New process plugin to extract a given xpath from a DOMDocument

Issue #3112559 on drupal.org by marvil07.

Problem/Motivation

In the context of dom process plugins, the general idea is to manipulate html before storing it into Drupal.
One possible use case is to extract information from a given part of the markup, and ignore the rest.

Last year at NEDCamp I suggested to write something to do this as someone was telling me his use case.
Lately I found myself needing something like this.

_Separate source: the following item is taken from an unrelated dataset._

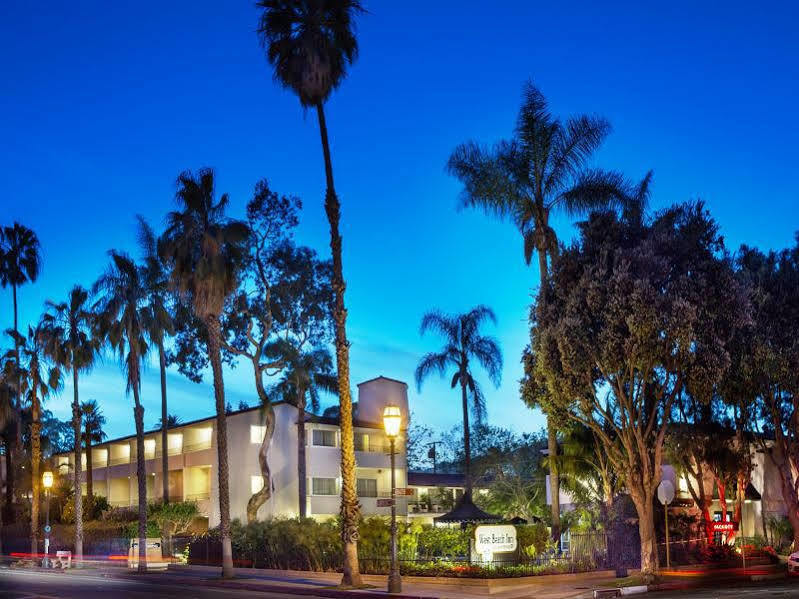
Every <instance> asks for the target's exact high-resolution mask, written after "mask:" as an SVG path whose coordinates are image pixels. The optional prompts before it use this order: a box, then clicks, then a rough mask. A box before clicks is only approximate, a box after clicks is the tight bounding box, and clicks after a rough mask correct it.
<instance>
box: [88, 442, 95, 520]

A nice related note: the current dom migrate process plugins inside migrate plus are more generic than html processing, since it is handling a \DOMDocument object, which can also be generated from other sources like xml; so it is useful not only for html processing.

Proposed resolution

Create a new migrate process plugin that can receive a \DOMDocument, e.g. generated with the dom plugin, and given some options extract a subset of the data and return it as a simple string.

Examples

A couple of examples.

process:
  'body/value':
    -
      plugin: dom
      method: import
      source: 'body/0/value'
    -
      plugin: dom_extract
      xpath: '/div/div'

This will extract the contents of the second nested <div> element.

process:
  field_data_type:
    -
      plugin: dom
      method: import
      source: 'body/0/value'
    -
      plugin: dom_extract
      xpath: '/h1'
      target: 'attribute:data-type'

This will extract the contents of the data-type attribute on the top level h1 element.

Remaining tasks

Provide patch.
Review.

User interface changes

N.A.

API changes

New dom_extract migrate process plugin.

Data model changes

N.A.

Release notes snippet

New dom_extract migrate process plugin to retrieve a subset of a given dom as a string.